Thursday, 12 March 2026

The Pioneer of B2B Marketing Passes the Torch: John Coe Joins B2B Marketing United as President Emeritus

Rich Fitzmaurice
Man Who Coined 'B2B Marketing' Sells Legendary Domain to Global CMO to Build the Practitioner-Led Home Ground of B2B marketing.

Today, Paartner Limited announces the acquisition of b2bmarketing.com and the appointment of John Coe as President Emeritus of B2B Marketing United

Founded by Rich Fitzmaurice, an experienced global Chief Marketing Officer, and in partnership with Mark Choueke, Partner and Chief Creative Officer at OrbitalX, former editor of Marketing Week, author of Boring2Brave', the company is building the practitioner-led ecosystem and home ground for B2B marketers worldwide; B2B Marketing United.

A Legendary Partnership

John Coe is recognised as a pioneer of B2B marketing and the figure who first coined the term now accepted the world over as the name of this distinct discipline. Working in New York in 1997, Coe championed the designation 'B2B marketing' as practical shorthand for business-to-business marketing or industrial marketing. John founded B2BMarketing LLC and registered the domain b2bmarketing.com, firmly establishing a label that quickly resonated as a clearer way to describe the scale, complexity, and commercial importance of marketing between businesses.

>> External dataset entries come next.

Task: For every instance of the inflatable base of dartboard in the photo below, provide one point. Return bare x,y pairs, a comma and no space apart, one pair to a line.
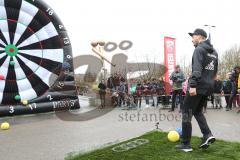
36,63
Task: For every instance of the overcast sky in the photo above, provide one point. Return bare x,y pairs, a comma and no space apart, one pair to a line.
146,22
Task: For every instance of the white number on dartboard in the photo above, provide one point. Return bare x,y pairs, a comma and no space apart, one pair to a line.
50,97
50,11
11,109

In 2004, Coe authored Fundamentals of Business-to-Business Sales and Marketing, published by McGraw Hill, further formalising B2B marketing as a discipline. The book reinforced the importance of aligning marketing with real sales dynamics, buying committees, and trust-based decision-making. Now, three decades after creating the term, Coe has as decided to pass the torch and allowed B2B Marketing United to leverage the domain.

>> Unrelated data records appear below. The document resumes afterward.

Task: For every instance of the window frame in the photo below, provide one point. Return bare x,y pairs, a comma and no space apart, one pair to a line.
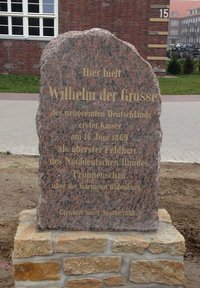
26,15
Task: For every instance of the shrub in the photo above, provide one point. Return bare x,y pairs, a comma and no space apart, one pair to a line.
188,65
174,66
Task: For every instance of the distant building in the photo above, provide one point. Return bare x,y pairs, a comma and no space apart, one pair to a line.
184,22
190,28
26,26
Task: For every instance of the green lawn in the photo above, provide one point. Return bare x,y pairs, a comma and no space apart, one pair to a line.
180,85
19,83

Joining Coe on the B2B Marketing United team is Mark Choueke, Partner and Chief Creative Officer at OrbitalX, the former editor of Marketing Week and a recognised voice of the industry. Choueke brings 20+ years of editorial leadership and practical experience. He's also the bestselling author of the ‘Boring2Brave’ along with a course of the same name.

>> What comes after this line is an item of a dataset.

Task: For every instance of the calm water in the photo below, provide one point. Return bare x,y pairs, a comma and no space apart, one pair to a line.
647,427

Choueke will serve on the advisory board.

What They're Building

B2B Marketing United is a holistic ecosystem for B2B marketers, including fractionals, consultants, and agency professionals.

"We're bringing together everything B2B marketers need to have successful careers and lives into one home ground for the profession" Rich Fitzmaurice, Founder of B2B Marketing United told That's Business.

"I first studied B2B marketing at University in 2002, buying John’s book, and in my later senior marketing role, I read Mark’s work to keep up to speed. It is an honour to join forces with such influences to give back to a profession that has given us all so much. 

"With their help, we will build a place where honesty beats hype, where humour and substance coexist, and where real marketers are heard. A place where you leave smarter, not sold to. Where real questions get real answers from people who’ve actually done the job. B2B Marketing United will be where our profession grows up together."

Strategic Backing from Industry Leaders

B2B Marketing United has raised significant funds from C-level executives in some of the world’s largest companies. "These investors bring more than capital, they bring formidable knowledge, experience and counsel"  added Fitzmaurice.

In Their Own Words

John Coe, President Emeritus:

"When B2B marketing first emerged as a discipline in the late nineties, many people underestimated both the size and importance of the market. That has changed dramatically over the last thirty years, but the fundamentals have not. Trust, relevance, and understanding real buying dynamics still matter. 

"I am very happy to pass the torch onto Rich and the team. I have been made to feel very welcome, and I look forward to working closely with them moving forward."

Mark Choueke, Member of the advisory board:

"I’ve spent 20 years in B2B marketing and, if you like, editorial leadership. I wrote ‘Boring2Brave’ because I saw a gap in the way B2B marketing executes its remit, fulfils its potential and ultimately, accounts for itself. The gap is one where confidence, autonomy, strategic influence, managed risk-taking and recognition should all exist. 

"I’m delight to be an advisor to B2B Marketing United and to support its content because it’s time we B2B marketers develop and learn from one another rather than theory, academics or conference organisers that don’t actually operate in the role. When John personally select Rich to take on B2Bmarekting.com, and when I saw Rich’s vision, I knew I wanted to be involved."